Shibari is more hopeful about the diversity of revenue streams available to performers. “On one hand, yes, you want people to pay for all of the porn they consume,” she says. “But on the other hand, I also know that as a niche performer, a lot of my fans found me because of free porn, so I can’t necessarily completely demonise [it].” Some studios even license tube sites to show short, one- to three-minute clips of their work, followed by a link at the end to a site on which consumers can pay for the full version (entire scenes on tube sites are almost always pirated).

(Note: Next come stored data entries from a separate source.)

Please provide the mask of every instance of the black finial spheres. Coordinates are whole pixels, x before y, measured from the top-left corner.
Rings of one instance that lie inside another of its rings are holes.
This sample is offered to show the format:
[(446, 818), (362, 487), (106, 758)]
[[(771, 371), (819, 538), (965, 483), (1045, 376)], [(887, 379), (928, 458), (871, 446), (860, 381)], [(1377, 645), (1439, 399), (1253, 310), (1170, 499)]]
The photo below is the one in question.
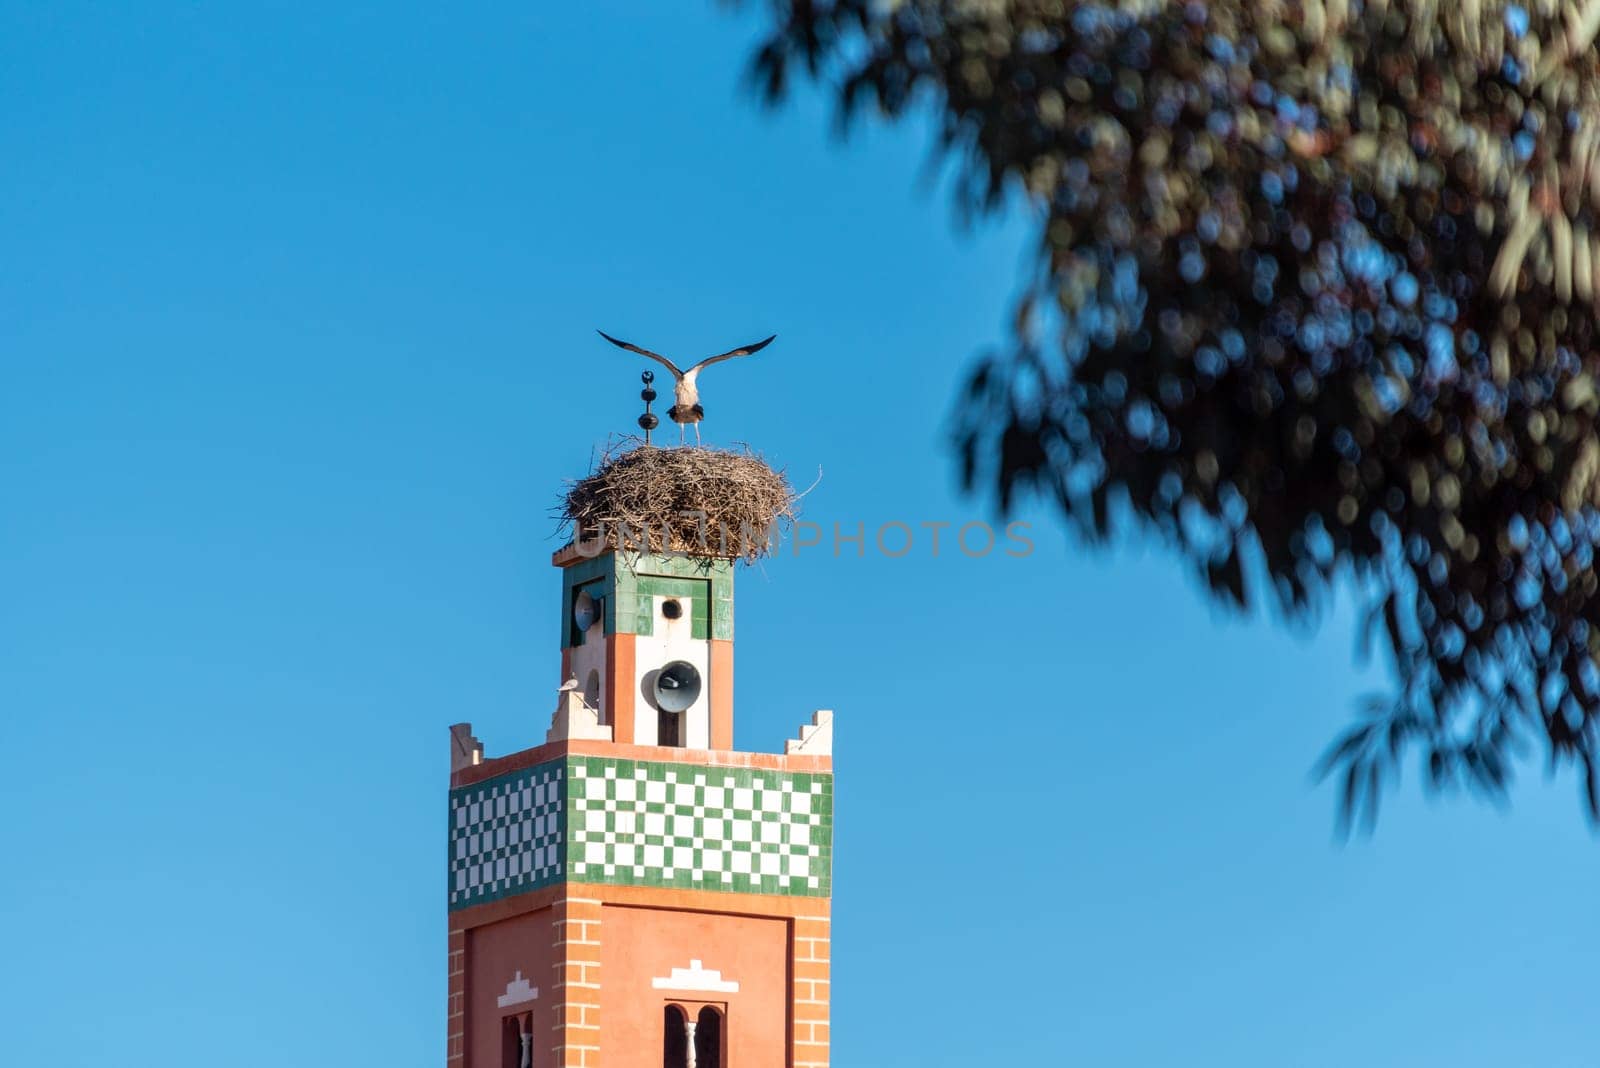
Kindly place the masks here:
[(654, 371), (645, 371), (639, 375), (639, 381), (644, 383), (644, 388), (639, 391), (639, 397), (644, 401), (644, 414), (639, 417), (639, 428), (644, 431), (644, 443), (650, 444), (650, 431), (661, 425), (661, 420), (650, 413), (650, 402), (656, 399), (656, 391), (650, 383), (656, 380)]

After tube-site browsers find a performer they like, says Shibari, the responsible next step is to find that person's Twitter or Facebook and see what products he or she sells, which may include merchandise, webcam shows, custom scenes, or live appearances. Successful performers are increasingly pursuing these “alternatives” as their bread and butter — and “if you don’t support your performers, then they either retire or become bitter or stop making as much porn as they used to,” Shibari warns. (And they have: Porn production plummeted an estimated 75% from 2008 to 2014.)
As for exactly which porn creators you should be supporting, Stoya has a few in mind — besides, of course, TrenchcoatX. She names afourchamberedheart, Pink & White Productions, Ovidie, Joanna Angel, and narrative-focused filmmaker Erika Lust (“One of the old jokes about porn is ‘Why are these people having sex? I need to know why!’” Stoya says. “With Erika Lust’s stuff, you know why.”)

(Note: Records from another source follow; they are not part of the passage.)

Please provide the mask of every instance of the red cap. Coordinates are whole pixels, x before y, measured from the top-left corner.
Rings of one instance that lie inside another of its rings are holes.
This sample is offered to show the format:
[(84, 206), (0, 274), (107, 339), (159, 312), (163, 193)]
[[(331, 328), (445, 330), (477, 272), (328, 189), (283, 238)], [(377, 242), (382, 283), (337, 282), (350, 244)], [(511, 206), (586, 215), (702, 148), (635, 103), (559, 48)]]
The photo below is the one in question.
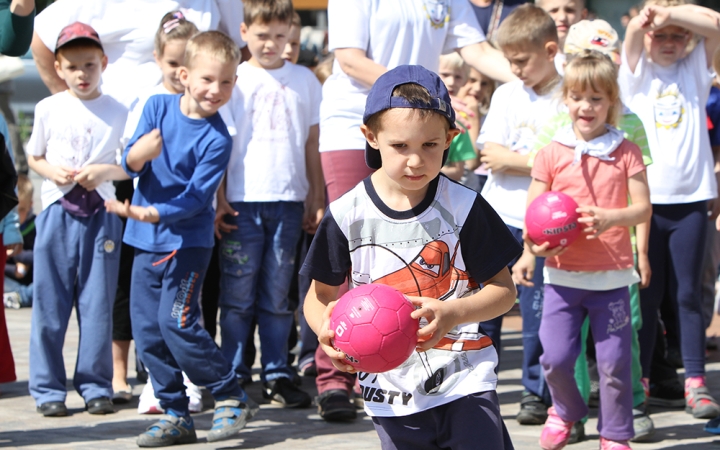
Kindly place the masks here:
[(62, 29), (55, 44), (55, 51), (57, 52), (60, 47), (76, 39), (89, 39), (102, 48), (100, 36), (93, 27), (82, 22), (75, 22)]

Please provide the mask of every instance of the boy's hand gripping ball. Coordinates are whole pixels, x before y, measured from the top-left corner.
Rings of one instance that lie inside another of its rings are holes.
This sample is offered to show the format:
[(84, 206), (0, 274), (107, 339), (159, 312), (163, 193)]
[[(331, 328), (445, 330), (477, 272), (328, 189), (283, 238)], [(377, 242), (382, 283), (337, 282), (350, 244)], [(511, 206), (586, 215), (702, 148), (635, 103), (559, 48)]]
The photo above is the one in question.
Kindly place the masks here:
[(548, 248), (567, 247), (580, 235), (578, 204), (562, 192), (539, 195), (525, 212), (527, 235), (535, 244), (549, 242)]
[(332, 345), (345, 353), (359, 372), (394, 369), (415, 351), (420, 322), (410, 317), (415, 306), (400, 291), (384, 284), (365, 284), (345, 293), (330, 317)]

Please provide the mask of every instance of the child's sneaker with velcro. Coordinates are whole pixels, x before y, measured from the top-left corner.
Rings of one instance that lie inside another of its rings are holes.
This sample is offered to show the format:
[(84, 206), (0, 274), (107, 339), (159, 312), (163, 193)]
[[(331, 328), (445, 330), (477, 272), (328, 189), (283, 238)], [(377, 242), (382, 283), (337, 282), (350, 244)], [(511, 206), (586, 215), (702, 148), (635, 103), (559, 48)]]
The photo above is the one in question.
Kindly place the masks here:
[(689, 377), (685, 380), (685, 411), (696, 419), (720, 416), (720, 406), (705, 386), (705, 377)]
[(229, 397), (215, 402), (215, 414), (212, 428), (207, 436), (208, 442), (231, 438), (245, 428), (248, 421), (260, 410), (258, 404), (247, 393), (243, 395), (243, 398)]
[(167, 447), (194, 442), (197, 442), (197, 435), (192, 418), (190, 416), (178, 417), (172, 413), (150, 425), (137, 438), (138, 447)]

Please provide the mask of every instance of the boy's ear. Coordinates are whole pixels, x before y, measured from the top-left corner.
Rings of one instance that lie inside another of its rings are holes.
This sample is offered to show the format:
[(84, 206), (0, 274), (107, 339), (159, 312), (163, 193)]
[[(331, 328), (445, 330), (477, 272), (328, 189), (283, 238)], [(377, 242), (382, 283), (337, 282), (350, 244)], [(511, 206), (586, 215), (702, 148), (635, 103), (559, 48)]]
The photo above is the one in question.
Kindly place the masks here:
[(242, 40), (245, 41), (245, 42), (247, 42), (247, 39), (246, 39), (246, 37), (247, 37), (247, 32), (248, 32), (248, 27), (247, 27), (247, 25), (245, 25), (245, 22), (241, 23), (241, 24), (240, 24), (240, 37), (241, 37)]
[(580, 20), (587, 19), (587, 16), (588, 16), (588, 10), (587, 10), (587, 8), (583, 8), (582, 12), (580, 13)]
[(153, 50), (153, 59), (155, 59), (155, 64), (158, 66), (160, 65), (160, 58), (158, 57), (158, 54), (155, 50)]
[(362, 132), (363, 136), (365, 136), (365, 139), (367, 140), (368, 144), (370, 144), (370, 147), (374, 148), (375, 150), (380, 149), (380, 144), (378, 144), (377, 141), (377, 135), (368, 128), (367, 125), (363, 124), (360, 125), (360, 131)]
[(455, 139), (455, 136), (460, 134), (459, 128), (451, 128), (447, 132), (447, 136), (445, 137), (445, 148), (450, 148), (450, 144), (452, 144), (452, 140)]
[(185, 66), (178, 67), (178, 79), (180, 80), (180, 83), (182, 83), (183, 86), (188, 87), (188, 70)]
[(55, 60), (55, 64), (53, 64), (53, 65), (55, 66), (55, 73), (57, 74), (57, 76), (60, 77), (60, 79), (64, 81), (64, 80), (65, 80), (65, 77), (63, 76), (63, 73), (62, 73), (62, 71), (60, 70), (60, 61), (58, 61), (58, 60), (56, 59), (56, 60)]
[(103, 55), (102, 59), (100, 59), (100, 67), (102, 67), (103, 72), (105, 72), (107, 65), (108, 65), (108, 57), (107, 57), (107, 55)]
[(559, 47), (557, 42), (549, 41), (545, 43), (545, 52), (547, 53), (548, 58), (551, 60), (555, 59), (555, 55), (557, 55), (558, 49)]

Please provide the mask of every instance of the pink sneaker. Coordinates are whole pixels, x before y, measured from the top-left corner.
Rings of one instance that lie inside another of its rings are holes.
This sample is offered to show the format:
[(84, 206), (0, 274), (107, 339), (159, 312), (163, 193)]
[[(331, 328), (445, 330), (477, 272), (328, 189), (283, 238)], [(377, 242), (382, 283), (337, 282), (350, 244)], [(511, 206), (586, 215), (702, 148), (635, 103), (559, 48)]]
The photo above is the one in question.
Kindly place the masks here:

One question often on conscientious consumers’ minds is whether performers enjoy shooting their scenes, particularly ones featuring rough sex, rape fantasies, and BDSM. For those interested in responsibly shot BDSM, Shibari points to Kink and Evil Angel, which consistently shoot before-and-after performer interviews that may appeal to viewers who like extra reassurance of participants’ enthusiastic consent. Or, just reach out to performers. “Most of these performers are extremely active on social media — ask them!” says Shibari. “Say ‘Hey, so I saw you in Rape Fantasy 14, did you like that scene?’ The best performers are the ones that have ongoing conversations with their fans, so I would ask them outright.”
Rape fantasy is a fantasy. There’s a lot of people that watch Scarface but have never done coke, right?
Shibari adds that responsible consumption of porn also includes how you do (or don’t) enact what you see in your own life. “Rape fantasy is a fantasy,” Shibari points out. “There’s a lot of people that watch Scarface but have never done coke, right?”
If porn, then, can be best understood as “fantasy created by professionals” — not as a form of sex trafficking, not as an educational resource, and not as some gratis favour to the internet — then those who watch it can best be understood as consumers. It’s still taboo, though, to identify as such. People who pay for porn, who support the professionals behind it, are still stereotyped as People Who Need To Watch Porn — and even worse, people who aren’t savvy enough to get it for free. But, as with anything else in a market, if we don’t support what we like, it’s going to disappear.